N.B. Il titolo è tratto dalla canzone di Malika Ayane “E se poi” così come i titoli di ogni capitolo saranno presi da frasi del medesimo testo.
Genere: Generale, Malinconico, Sentimentale | Stato: completa
Tipo di coppia: Nessuna
Note: nessuna | Avvertimenti: nessuno
Capitoli:
 <<    >>
Per recensire esegui il login o registrati.

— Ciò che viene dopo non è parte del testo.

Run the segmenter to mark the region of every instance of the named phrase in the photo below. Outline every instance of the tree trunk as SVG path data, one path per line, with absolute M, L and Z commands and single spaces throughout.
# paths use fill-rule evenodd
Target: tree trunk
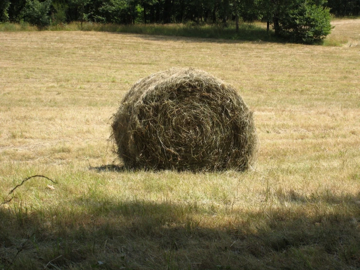
M 234 0 L 234 8 L 235 8 L 235 20 L 236 25 L 236 33 L 239 33 L 239 14 L 238 13 L 238 2 Z
M 155 20 L 156 22 L 160 21 L 160 4 L 158 2 L 156 3 L 156 14 L 155 16 Z
M 227 10 L 228 9 L 228 0 L 224 1 L 224 14 L 223 14 L 223 23 L 226 24 L 227 20 Z
M 143 0 L 143 8 L 144 9 L 144 23 L 146 24 L 146 8 L 145 0 Z
M 154 20 L 154 6 L 151 5 L 150 6 L 150 23 L 153 23 Z

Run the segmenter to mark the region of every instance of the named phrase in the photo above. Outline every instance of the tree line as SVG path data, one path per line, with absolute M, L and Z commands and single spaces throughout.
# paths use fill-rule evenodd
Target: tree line
M 39 27 L 71 21 L 222 23 L 262 20 L 278 36 L 318 40 L 330 33 L 329 12 L 360 14 L 360 0 L 1 0 L 0 22 Z M 303 32 L 306 32 L 305 33 Z M 307 37 L 307 38 L 306 37 Z

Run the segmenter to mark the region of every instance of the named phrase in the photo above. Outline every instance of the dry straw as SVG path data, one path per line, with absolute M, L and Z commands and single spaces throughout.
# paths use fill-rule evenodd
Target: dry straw
M 252 113 L 204 71 L 171 68 L 138 81 L 113 119 L 117 153 L 130 168 L 244 171 L 254 161 Z

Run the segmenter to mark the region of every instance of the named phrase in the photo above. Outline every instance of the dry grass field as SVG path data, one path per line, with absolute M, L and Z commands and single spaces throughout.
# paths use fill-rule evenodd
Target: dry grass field
M 0 206 L 0 269 L 359 269 L 360 20 L 334 23 L 327 46 L 0 32 L 0 200 L 57 182 Z M 171 67 L 239 89 L 254 170 L 100 170 L 124 94 Z

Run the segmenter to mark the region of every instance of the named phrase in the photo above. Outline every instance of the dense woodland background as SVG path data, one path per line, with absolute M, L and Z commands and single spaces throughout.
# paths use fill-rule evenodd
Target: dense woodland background
M 328 8 L 337 16 L 358 16 L 360 0 L 1 0 L 0 21 L 32 22 L 37 12 L 44 23 L 72 21 L 131 23 L 226 23 L 238 16 L 244 21 L 272 22 L 284 6 L 306 2 Z

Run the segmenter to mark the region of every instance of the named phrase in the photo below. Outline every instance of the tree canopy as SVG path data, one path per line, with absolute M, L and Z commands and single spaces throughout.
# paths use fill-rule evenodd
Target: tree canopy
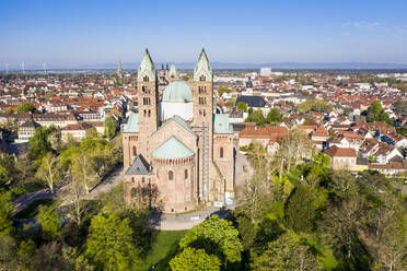
M 101 270 L 131 270 L 138 261 L 129 220 L 116 214 L 92 219 L 85 255 Z

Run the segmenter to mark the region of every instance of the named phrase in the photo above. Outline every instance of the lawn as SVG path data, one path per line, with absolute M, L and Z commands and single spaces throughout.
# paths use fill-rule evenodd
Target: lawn
M 161 270 L 161 267 L 165 266 L 165 263 L 173 257 L 179 239 L 184 237 L 186 232 L 187 231 L 160 232 L 156 235 L 151 251 L 147 255 L 146 259 L 142 259 L 138 270 L 148 271 L 152 266 L 158 266 L 155 269 L 156 271 Z
M 44 200 L 36 200 L 31 202 L 27 208 L 22 210 L 20 213 L 18 213 L 14 217 L 15 219 L 31 219 L 38 214 L 38 207 L 39 205 L 51 205 L 55 202 L 53 199 L 44 199 Z

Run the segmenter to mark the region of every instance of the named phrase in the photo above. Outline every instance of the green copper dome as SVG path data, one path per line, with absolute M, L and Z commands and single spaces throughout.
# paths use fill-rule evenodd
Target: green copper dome
M 193 89 L 181 79 L 174 80 L 163 92 L 163 102 L 193 102 Z

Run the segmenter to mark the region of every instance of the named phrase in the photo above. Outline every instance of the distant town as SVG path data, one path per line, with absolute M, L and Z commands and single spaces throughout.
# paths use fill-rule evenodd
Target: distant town
M 162 94 L 170 68 L 160 68 Z M 111 117 L 119 130 L 139 109 L 135 72 L 2 73 L 3 151 L 24 150 L 10 145 L 28 142 L 37 127 L 54 126 L 62 140 L 82 140 L 89 129 L 104 134 Z M 191 72 L 179 76 L 190 81 Z M 241 151 L 255 140 L 274 153 L 295 128 L 332 157 L 333 168 L 388 175 L 407 169 L 406 72 L 220 70 L 213 87 L 216 110 L 228 114 Z

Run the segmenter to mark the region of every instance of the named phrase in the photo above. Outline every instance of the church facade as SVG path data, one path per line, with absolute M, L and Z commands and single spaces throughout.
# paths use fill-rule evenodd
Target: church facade
M 233 130 L 228 115 L 214 113 L 205 50 L 189 83 L 172 64 L 161 93 L 162 75 L 146 50 L 137 73 L 138 113 L 123 129 L 126 202 L 140 200 L 137 191 L 146 188 L 158 191 L 166 213 L 228 202 L 234 193 Z

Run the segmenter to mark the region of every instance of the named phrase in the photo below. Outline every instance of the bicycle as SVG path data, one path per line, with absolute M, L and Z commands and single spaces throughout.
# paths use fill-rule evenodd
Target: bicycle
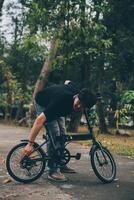
M 90 126 L 87 110 L 84 110 L 85 118 L 89 132 L 80 135 L 64 135 L 57 136 L 58 141 L 64 141 L 65 147 L 57 148 L 54 144 L 52 136 L 47 133 L 51 142 L 54 153 L 51 156 L 47 155 L 42 148 L 48 142 L 48 138 L 44 136 L 45 141 L 39 145 L 34 142 L 33 151 L 29 156 L 22 158 L 22 150 L 27 145 L 28 140 L 21 140 L 21 143 L 13 147 L 7 155 L 6 167 L 9 175 L 16 181 L 22 183 L 30 183 L 37 180 L 46 168 L 46 162 L 53 160 L 58 167 L 65 166 L 71 158 L 80 159 L 81 154 L 71 155 L 66 148 L 67 144 L 78 140 L 92 140 L 92 147 L 89 151 L 91 166 L 96 176 L 103 183 L 111 183 L 116 177 L 116 163 L 110 151 L 103 147 L 96 140 L 93 133 L 93 128 Z

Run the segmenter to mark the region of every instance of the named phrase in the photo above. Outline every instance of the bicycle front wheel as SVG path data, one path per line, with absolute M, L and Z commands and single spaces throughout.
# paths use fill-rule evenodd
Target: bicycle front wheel
M 27 143 L 20 143 L 13 147 L 7 155 L 6 167 L 9 175 L 16 181 L 30 183 L 37 180 L 45 169 L 44 152 L 42 149 L 33 151 L 30 156 L 22 158 L 22 151 Z M 34 144 L 33 149 L 38 145 Z
M 96 176 L 103 183 L 111 183 L 116 176 L 116 164 L 112 154 L 105 147 L 96 146 L 91 153 L 91 165 Z

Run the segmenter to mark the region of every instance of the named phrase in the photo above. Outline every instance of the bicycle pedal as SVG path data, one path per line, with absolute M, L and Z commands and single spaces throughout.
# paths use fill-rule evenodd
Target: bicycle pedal
M 75 156 L 75 159 L 80 160 L 80 158 L 81 158 L 81 153 L 77 153 L 76 156 Z

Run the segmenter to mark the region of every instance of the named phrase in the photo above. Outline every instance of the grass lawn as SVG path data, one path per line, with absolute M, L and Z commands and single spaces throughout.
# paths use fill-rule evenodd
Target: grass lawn
M 86 127 L 80 127 L 79 132 L 86 133 Z M 97 140 L 99 140 L 103 146 L 107 147 L 114 154 L 123 156 L 130 156 L 134 158 L 134 130 L 128 130 L 132 136 L 120 136 L 115 134 L 100 134 L 97 130 L 94 130 Z M 113 132 L 113 130 L 110 130 Z M 80 141 L 80 144 L 90 145 L 89 141 Z

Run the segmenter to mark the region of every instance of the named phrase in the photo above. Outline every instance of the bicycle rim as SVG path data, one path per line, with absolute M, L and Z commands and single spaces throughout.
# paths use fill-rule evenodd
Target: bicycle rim
M 96 176 L 102 182 L 110 183 L 116 176 L 116 165 L 111 153 L 104 147 L 102 150 L 100 148 L 94 150 L 91 164 Z
M 29 156 L 27 167 L 22 167 L 22 151 L 26 144 L 20 144 L 13 148 L 7 157 L 7 170 L 16 181 L 28 183 L 36 180 L 44 171 L 45 163 L 42 152 L 37 150 Z M 38 159 L 36 161 L 36 159 Z

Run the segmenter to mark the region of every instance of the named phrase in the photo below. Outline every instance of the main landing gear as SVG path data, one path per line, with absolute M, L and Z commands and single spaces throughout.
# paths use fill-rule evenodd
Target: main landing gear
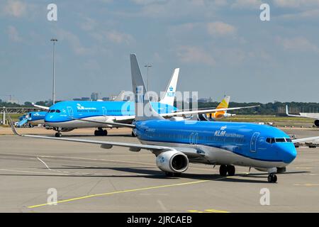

Dimensione del testo A A A
Capitolo 10
Io non ho mai pensato se …
 
 
La porta di servizio si aprì e un cono di luce gialla vi penetrò attraverso, allungando un’ombra sulle mattonelle lucide del pavimento. Oscar si girò appena e notando una specie di triangolo alla sommità dell’ombra capì all’istante che era il suo fidato amico Ricardo Salas. In verità in quel momento non aveva voglia di vedere nessuno, ma se proprio doveva, beh quel qualcuno era la persona che gli si stava avvicinando, cauto.
Ricardo lo studiò in volto, quasi affacciandosi su di lui. Oscar era seduto su uno sgabello al bancone del bar del night club, diverse ore prima di entrare in servizio e, cosa assai più strana, giocherellava nervosamente con un bicchierino di vetro fra le mani. Uno dei pochi che si erano salvati dal terremoto solo perché era sporco e se ne stava bello protetto in lavastoviglie. Oscar sospirò, non sopportava il fatto che il suo amico e datore di lavoro se ne stesse lì, a fissarlo come si farebbe con un ebete, senza dire niente, tanto quando gli avesse chiesto cosa fosse successo e lui gliel’avrebbe raccontato, scaricandogli addosso una miriade di rimproveri, ricominciando con la storia che meritava di più, che quello non era l’uomo adatto a lui, ecc ecc.
«Non guardarmi così, ok?!» sbottò all’improvviso Oscar, stanco di quegli occhietti indagatori puntati addosso
«Ah no?! E come dovrei guardarti?»
Oscar lo seguì con lo sguardo fare il giro intorno al bancone per ritrovarselo di fronte, dall’altra parte del bar, mentre prendeva una bottiglia di rum dallo scaffale. La maggior parte delle bottiglie di liquore erano andate alla malora, si erano salvate quelle che stavano dietro, che erano anche le più piene. Nonostante l’impresa di pulizia avesse lavato l’intero locale, le suole delle scarpe si incollavano ancora a terra e in alcuni punti, come in quel punto ad esempio, si poteva sentire lo scricchiolio dei vetri infranti calpestandoli. Salas si versò un dito di rum e lo bevve in un solo sorso, sentendolo bruciare fin nello stomaco. Per un po’ si fissarono negli occhi, era davvero inusuale vedere Oscar bere prima del lavoro, di solito quello era un piacere che si concedeva a fine serata.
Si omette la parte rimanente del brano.